Promising to bring real police reform if elected president, presumptive Democratic presidential nominee Joe Biden said Friday that he had spoken with the family of George Floyd, the African American man killed by Minneapolis police officers on Monday.
“The original sin of this country still stains our nation today,” the former vice president said in a video message from his Delaware home, referring to more than 400 years of “Black men, Black women, Black children” whose potential was “wiped out unnecessarily.”
“Everyday African Americans go about their lives with constant anxiety and trauma wondering who will be next … The anger and frustration and the exhaustion is undeniable.”
Protests broke out nationwide after video showed a Minneapolis police officer kneeling on Floyd’s neck despite his pleas that he could not breathe. The officer, Derek Chauvin, was fired from his post after the incident and taken into custody Friday on murder and manslaughter charges.
After days of protests, Minneapolis was in flames Thursday night as some people set fire to the Minneapolis Police Department’s 3rd Precinct building. Other local businesses were set on fire as people broke into stores and threw fireworks at law enforcement.

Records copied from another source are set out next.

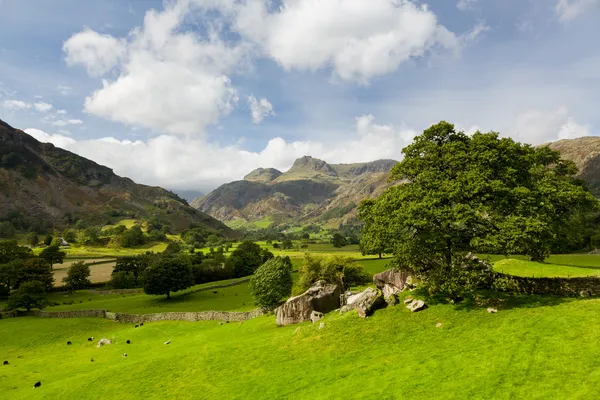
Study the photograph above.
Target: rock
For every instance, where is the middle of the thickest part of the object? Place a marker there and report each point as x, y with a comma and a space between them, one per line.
390, 294
392, 277
103, 342
416, 305
320, 297
366, 302
315, 316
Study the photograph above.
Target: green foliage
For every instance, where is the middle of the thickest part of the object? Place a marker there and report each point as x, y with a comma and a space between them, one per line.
32, 239
272, 282
29, 295
338, 240
7, 230
78, 276
53, 255
247, 257
462, 193
133, 237
333, 269
34, 269
168, 275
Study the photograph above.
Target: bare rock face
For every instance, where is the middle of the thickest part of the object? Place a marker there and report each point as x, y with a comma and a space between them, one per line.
103, 342
321, 297
365, 302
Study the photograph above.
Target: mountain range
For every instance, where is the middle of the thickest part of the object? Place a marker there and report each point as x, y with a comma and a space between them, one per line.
52, 187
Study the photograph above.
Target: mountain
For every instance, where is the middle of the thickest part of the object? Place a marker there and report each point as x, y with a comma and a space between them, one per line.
310, 191
585, 153
48, 186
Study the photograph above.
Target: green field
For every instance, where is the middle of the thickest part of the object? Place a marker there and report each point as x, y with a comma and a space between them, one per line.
534, 348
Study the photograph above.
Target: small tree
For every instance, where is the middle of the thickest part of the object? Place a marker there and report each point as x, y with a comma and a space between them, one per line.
53, 255
32, 239
338, 240
29, 295
272, 282
78, 276
168, 275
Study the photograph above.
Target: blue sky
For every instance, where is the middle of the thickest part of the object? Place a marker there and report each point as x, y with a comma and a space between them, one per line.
190, 94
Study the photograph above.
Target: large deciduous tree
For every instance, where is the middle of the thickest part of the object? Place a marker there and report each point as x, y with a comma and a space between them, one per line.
168, 275
478, 192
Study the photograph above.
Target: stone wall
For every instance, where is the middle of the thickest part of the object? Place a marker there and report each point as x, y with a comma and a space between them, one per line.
565, 287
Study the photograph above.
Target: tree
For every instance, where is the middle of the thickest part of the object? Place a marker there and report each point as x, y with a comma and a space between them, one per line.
34, 269
48, 240
272, 282
29, 295
53, 255
478, 192
32, 239
338, 240
247, 257
78, 276
168, 275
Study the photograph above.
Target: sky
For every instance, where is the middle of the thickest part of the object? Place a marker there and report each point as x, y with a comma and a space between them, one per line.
191, 94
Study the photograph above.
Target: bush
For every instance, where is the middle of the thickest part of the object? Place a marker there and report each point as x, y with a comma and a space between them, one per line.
334, 269
29, 295
78, 276
272, 282
168, 275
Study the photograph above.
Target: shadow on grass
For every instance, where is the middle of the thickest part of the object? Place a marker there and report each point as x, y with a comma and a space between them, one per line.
500, 301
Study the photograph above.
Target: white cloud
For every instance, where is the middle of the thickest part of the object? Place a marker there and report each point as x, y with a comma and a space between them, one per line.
464, 5
42, 107
538, 127
203, 166
97, 53
16, 105
65, 122
568, 10
170, 80
260, 109
358, 39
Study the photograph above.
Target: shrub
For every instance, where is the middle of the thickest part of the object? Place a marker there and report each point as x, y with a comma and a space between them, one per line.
29, 295
272, 282
334, 269
78, 276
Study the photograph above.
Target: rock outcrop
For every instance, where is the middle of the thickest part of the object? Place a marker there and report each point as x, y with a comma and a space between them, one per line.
320, 297
365, 302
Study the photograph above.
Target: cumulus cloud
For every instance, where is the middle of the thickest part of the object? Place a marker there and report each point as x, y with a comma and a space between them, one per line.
568, 10
42, 107
97, 53
16, 105
538, 127
203, 166
260, 109
169, 79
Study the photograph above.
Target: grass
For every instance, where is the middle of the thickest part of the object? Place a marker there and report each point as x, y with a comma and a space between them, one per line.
542, 352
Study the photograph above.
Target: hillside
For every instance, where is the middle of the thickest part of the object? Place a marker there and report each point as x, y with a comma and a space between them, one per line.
48, 186
311, 191
585, 153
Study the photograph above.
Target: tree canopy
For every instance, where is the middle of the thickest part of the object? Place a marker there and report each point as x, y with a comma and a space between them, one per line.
168, 275
479, 192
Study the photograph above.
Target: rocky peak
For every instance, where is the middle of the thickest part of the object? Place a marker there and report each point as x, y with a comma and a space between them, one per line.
310, 163
263, 175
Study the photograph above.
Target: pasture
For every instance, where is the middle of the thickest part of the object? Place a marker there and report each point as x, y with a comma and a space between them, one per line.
534, 348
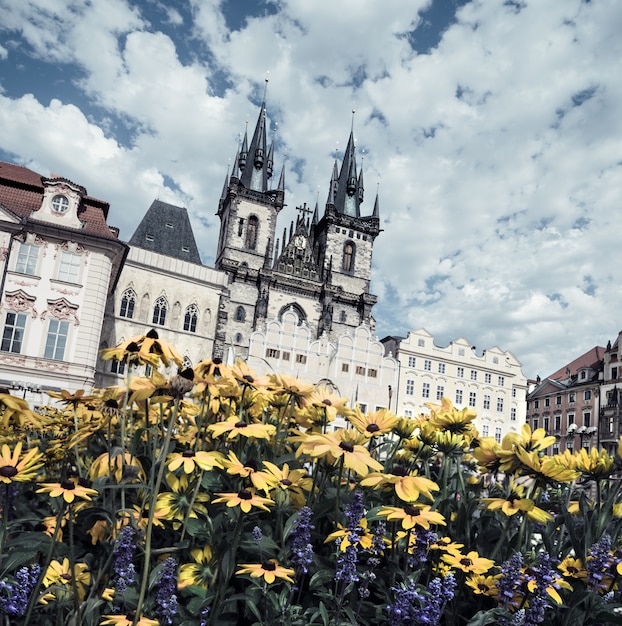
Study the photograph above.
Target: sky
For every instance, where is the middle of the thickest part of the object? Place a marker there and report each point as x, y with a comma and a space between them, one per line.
491, 130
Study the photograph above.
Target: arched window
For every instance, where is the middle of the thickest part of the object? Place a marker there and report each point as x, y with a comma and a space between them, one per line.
191, 318
348, 257
159, 311
251, 232
128, 300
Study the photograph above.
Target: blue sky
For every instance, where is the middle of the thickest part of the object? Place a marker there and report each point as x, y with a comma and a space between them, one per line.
493, 129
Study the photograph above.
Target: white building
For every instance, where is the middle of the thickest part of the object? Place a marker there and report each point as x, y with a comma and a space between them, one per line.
60, 260
491, 383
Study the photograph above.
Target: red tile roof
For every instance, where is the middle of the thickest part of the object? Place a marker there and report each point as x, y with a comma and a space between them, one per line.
21, 192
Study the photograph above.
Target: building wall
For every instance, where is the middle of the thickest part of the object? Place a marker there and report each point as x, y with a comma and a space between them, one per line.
491, 383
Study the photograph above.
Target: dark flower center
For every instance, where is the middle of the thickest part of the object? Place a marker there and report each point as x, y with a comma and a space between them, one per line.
8, 471
398, 470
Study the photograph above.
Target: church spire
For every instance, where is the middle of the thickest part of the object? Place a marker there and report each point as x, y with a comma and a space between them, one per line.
258, 168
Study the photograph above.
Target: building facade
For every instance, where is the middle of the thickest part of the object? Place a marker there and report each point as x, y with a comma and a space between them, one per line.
320, 267
491, 383
60, 262
566, 403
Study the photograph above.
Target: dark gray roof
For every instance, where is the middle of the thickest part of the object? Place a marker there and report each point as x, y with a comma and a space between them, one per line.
166, 229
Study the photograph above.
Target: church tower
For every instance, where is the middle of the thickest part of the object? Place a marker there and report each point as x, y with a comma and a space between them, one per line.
320, 268
343, 245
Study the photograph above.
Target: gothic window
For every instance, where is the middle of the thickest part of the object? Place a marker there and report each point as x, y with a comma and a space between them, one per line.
251, 232
159, 311
191, 318
13, 333
56, 340
348, 257
128, 301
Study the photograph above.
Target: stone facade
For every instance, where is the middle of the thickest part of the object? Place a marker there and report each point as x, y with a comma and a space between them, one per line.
491, 382
60, 262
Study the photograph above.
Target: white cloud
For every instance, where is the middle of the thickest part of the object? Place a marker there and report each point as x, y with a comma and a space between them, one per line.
498, 153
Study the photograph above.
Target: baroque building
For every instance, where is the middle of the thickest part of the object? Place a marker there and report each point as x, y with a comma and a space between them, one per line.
491, 383
60, 261
320, 268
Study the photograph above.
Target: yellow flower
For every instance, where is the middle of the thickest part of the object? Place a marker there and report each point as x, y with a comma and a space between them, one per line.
471, 563
18, 467
268, 570
68, 489
61, 574
573, 568
594, 464
408, 486
412, 515
245, 499
127, 620
233, 427
125, 468
483, 585
190, 460
199, 573
373, 424
334, 447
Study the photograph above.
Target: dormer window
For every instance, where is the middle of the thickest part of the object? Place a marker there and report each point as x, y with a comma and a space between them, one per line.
60, 204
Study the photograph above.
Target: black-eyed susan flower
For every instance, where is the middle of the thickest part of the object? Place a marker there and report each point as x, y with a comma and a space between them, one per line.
412, 515
268, 570
483, 585
18, 467
335, 447
127, 620
62, 574
68, 489
471, 563
408, 485
373, 424
199, 573
233, 427
245, 499
175, 504
573, 568
189, 460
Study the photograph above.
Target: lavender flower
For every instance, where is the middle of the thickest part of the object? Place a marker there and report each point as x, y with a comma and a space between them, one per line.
599, 563
123, 554
300, 540
413, 607
14, 597
166, 585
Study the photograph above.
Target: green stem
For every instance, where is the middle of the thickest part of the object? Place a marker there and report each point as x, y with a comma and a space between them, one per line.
152, 507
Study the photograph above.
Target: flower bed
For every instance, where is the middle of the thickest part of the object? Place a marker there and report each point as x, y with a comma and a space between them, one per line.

President Donald Trump responded by tweeting that the protesters were “THUGS” and called for shooting any looters.
Biden did not mention Trump by name in his remarks, but explicitly censured the president’s response to Floyd’s death, saying this was not the time for “incendiary tweets” or “inciting violence.”
Minnesota Gov. Tim Walz also said Trump’s comments were “just not helpful.”
“In the moment where we’re at, in a moment that is so volatile, anything we do to add fuel to that fire is really, really challenging,” Walz said.
Biden’s presidential campaign has proposed allocating $300 million for the Community Oriented Policing Services program, which he argues has been underfunded, as well as directing the Department of Justice to hold police departments accountable for excessive use of force and other civil rights violations.